UnknownHostException: the host names cannot be resolved via DNS. This happens immediately, or rather after a generally short DNS delay, and cannot be subjected to a timeout.
ConnectException with any other text: this can indicate a failure to respond by the target system. Usually happens when firewalls are present. Can be subjected to a timeout.
You are doing the correct thing by calling Socket.connect() with a timeout parameter. If you don't do this, or if you specify a zero timeout, the default system timeout is used, which is of the order of 60-75 seconds depending on the platform. This is contrary to the Javadoc's statement about an 'infinite timeout', which is not correct. Also you cannot increase the timeout beyond this limit via Socket.connect() witha a timeout parameter. Alternatively you can use java.nio socket channels in non-blocking mode with a select() to administer the timeout for you, but you still can't increase the timeout beyond the platform default via this or any other method.
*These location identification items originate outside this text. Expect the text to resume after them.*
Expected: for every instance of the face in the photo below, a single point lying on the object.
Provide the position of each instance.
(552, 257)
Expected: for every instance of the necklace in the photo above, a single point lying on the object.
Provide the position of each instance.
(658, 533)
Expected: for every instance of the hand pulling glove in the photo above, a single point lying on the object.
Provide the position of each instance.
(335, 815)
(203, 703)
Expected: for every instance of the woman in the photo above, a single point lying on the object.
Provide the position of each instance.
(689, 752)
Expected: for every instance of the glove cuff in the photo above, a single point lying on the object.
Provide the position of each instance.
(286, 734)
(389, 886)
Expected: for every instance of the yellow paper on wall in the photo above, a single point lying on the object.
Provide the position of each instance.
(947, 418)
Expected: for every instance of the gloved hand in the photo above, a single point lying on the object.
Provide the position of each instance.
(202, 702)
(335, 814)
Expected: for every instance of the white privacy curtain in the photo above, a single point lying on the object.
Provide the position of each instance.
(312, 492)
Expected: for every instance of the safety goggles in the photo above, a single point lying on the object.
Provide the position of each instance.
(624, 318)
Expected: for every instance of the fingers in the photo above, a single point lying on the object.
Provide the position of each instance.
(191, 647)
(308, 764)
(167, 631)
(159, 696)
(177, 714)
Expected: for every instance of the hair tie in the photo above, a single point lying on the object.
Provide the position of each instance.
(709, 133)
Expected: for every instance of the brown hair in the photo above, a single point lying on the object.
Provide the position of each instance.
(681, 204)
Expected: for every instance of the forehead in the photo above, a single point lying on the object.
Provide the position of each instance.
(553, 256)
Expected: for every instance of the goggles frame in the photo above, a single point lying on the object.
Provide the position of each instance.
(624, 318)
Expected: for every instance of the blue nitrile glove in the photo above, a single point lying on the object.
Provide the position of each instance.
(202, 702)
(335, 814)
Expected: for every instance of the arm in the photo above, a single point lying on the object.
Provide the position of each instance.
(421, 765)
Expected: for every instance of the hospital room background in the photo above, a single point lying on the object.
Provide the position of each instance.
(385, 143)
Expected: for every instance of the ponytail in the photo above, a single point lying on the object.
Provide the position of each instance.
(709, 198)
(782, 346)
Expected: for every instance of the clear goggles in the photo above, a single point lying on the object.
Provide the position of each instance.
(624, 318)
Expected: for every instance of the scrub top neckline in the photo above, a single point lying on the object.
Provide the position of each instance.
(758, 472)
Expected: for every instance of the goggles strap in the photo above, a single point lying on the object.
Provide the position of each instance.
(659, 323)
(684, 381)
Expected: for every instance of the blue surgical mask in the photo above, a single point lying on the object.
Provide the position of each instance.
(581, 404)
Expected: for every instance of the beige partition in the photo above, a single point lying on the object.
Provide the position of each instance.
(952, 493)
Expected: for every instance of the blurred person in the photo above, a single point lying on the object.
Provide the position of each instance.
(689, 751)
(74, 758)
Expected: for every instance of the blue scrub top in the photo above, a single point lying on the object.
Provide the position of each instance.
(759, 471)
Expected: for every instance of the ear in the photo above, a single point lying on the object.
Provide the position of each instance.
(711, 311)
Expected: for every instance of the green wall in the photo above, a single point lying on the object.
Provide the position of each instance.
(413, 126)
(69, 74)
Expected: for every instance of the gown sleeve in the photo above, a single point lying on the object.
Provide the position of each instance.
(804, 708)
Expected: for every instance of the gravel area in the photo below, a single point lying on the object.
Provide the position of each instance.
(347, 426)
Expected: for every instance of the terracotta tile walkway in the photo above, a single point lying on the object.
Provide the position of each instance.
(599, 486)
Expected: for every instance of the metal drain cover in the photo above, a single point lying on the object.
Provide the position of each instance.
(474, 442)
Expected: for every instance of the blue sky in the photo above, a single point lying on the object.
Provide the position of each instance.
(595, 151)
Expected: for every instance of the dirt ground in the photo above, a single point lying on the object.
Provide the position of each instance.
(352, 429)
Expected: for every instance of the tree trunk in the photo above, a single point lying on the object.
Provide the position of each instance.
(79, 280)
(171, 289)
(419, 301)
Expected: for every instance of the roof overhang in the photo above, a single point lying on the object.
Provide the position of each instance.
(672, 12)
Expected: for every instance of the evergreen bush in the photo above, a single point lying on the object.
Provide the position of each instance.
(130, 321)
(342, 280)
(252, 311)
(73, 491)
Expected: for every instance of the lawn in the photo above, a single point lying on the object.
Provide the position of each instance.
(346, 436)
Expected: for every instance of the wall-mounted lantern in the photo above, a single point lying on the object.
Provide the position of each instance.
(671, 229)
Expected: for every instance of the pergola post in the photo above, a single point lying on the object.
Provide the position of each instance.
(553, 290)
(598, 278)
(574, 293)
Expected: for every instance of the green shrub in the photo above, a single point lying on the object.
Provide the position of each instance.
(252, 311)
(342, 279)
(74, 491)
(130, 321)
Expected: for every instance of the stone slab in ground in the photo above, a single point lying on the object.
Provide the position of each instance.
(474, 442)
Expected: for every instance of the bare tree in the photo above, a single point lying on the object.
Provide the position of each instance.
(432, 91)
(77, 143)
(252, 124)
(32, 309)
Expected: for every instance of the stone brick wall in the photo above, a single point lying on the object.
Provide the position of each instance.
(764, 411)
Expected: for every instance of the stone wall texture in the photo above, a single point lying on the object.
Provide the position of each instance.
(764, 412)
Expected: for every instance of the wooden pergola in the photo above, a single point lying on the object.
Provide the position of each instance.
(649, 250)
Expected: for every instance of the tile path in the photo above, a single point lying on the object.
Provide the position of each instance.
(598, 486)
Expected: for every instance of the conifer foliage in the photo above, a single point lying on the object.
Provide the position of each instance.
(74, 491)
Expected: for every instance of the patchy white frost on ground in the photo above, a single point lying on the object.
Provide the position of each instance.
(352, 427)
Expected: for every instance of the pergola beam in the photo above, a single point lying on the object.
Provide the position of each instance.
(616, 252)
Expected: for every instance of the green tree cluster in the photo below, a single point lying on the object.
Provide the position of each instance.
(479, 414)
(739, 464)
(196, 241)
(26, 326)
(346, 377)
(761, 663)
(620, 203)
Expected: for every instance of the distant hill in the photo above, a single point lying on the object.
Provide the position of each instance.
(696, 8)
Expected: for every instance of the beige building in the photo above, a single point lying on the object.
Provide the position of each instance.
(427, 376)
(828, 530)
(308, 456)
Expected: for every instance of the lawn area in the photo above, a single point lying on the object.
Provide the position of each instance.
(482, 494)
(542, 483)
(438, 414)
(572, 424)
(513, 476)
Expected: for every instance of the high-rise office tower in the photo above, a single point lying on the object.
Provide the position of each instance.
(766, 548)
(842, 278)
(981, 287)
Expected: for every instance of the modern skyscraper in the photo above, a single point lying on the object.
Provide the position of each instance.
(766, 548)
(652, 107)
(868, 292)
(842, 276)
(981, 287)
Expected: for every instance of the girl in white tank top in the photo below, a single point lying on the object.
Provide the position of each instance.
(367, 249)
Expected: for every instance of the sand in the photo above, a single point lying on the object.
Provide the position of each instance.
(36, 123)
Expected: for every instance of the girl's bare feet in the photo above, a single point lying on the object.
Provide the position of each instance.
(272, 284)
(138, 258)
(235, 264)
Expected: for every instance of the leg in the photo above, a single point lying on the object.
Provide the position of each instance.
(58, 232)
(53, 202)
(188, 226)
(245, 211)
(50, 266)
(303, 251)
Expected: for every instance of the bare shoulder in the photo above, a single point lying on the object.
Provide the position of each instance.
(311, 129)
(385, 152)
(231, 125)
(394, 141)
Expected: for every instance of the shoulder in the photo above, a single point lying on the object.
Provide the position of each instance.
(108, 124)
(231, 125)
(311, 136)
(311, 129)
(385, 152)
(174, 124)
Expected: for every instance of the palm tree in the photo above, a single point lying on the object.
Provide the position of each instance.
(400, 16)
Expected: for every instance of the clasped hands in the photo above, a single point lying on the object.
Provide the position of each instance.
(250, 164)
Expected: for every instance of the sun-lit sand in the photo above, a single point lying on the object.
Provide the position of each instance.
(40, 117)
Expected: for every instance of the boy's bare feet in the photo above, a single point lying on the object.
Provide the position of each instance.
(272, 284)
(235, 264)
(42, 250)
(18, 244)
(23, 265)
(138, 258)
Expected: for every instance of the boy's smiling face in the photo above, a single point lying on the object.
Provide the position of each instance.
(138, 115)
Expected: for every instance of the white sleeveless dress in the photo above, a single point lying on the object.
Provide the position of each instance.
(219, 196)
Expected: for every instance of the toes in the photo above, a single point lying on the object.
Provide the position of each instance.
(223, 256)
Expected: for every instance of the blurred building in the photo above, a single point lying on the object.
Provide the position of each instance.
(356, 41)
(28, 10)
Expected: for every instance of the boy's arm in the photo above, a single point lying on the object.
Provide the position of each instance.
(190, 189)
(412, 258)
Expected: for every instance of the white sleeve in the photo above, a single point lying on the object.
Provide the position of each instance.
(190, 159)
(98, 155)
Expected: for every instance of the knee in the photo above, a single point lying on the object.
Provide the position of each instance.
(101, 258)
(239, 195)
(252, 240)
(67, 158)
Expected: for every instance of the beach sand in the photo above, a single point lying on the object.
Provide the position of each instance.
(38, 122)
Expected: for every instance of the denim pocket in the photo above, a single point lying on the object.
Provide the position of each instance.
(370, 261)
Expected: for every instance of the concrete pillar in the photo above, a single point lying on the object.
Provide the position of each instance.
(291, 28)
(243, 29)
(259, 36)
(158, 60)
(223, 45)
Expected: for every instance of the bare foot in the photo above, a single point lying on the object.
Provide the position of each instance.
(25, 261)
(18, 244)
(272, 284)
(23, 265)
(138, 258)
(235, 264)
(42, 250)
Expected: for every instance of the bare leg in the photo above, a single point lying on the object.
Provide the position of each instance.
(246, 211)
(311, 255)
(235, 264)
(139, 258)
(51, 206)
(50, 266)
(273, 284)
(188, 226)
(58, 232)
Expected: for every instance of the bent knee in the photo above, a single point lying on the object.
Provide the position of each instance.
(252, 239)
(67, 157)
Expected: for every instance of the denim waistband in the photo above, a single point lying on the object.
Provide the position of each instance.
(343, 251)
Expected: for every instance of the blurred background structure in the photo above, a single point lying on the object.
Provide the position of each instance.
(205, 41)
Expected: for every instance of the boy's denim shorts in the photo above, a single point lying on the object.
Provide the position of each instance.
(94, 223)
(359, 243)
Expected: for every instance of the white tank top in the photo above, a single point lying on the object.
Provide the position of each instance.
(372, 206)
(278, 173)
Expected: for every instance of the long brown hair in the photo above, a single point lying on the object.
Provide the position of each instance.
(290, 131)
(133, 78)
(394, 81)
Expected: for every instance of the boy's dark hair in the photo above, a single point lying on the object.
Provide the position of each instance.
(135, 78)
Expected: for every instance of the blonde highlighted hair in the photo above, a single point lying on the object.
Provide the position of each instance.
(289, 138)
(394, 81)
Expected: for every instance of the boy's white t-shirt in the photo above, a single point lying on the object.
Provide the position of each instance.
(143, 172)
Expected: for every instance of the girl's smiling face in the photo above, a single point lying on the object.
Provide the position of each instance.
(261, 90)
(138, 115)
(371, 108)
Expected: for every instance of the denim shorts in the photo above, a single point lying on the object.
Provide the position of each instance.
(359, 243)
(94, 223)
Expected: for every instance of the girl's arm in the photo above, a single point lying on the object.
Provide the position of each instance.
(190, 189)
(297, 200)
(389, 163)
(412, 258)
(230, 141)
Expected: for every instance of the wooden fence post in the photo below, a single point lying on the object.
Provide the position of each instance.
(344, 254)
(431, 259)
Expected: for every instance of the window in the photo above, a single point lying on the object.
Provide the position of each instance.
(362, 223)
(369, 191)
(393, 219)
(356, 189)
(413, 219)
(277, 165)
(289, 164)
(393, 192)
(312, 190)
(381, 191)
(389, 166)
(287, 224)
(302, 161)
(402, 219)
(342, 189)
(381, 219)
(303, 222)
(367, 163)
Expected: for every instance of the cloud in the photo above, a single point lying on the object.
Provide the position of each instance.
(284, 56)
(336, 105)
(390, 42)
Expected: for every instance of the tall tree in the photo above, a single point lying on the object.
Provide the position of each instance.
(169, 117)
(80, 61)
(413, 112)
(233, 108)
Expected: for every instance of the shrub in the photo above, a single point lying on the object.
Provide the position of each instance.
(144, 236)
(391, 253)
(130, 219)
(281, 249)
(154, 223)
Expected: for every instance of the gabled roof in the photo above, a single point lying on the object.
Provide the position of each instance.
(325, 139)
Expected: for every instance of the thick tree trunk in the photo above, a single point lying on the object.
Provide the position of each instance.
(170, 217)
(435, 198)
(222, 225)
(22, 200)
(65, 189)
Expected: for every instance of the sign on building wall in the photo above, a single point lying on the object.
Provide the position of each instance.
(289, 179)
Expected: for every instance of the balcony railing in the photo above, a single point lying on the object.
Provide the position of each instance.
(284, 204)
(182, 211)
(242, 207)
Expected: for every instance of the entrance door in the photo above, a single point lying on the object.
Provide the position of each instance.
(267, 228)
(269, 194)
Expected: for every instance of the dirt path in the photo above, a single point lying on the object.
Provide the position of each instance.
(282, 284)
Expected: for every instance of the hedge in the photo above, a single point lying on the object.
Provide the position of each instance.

When the timeout occurs, a SocketTimeoutException exception is thrown which you do not catch and log. The IOException is fired when "an error occurs during the connection". The timeout is never applied because there's an error beforehand.
Edit: Just to clarify: TCP/IP as a suite has many specifics that could prevent a packet from reaching it's desired outcome (a SYN/ACK packet). If a computer responds to your SYN packet by an informing your application that the port is closed (i.e. there's no application running/listening there), it would fire an exception telling you that it is impossible to connect to that port. If you wish to send and re-send SYN packets either way with the knowledge that an application will come online listening on that port, this is done on a different network layer (and, as far as I know, is not accessible with Java out-of-the-box).
Try scocket.setSoTimeout(timeout) before connecting.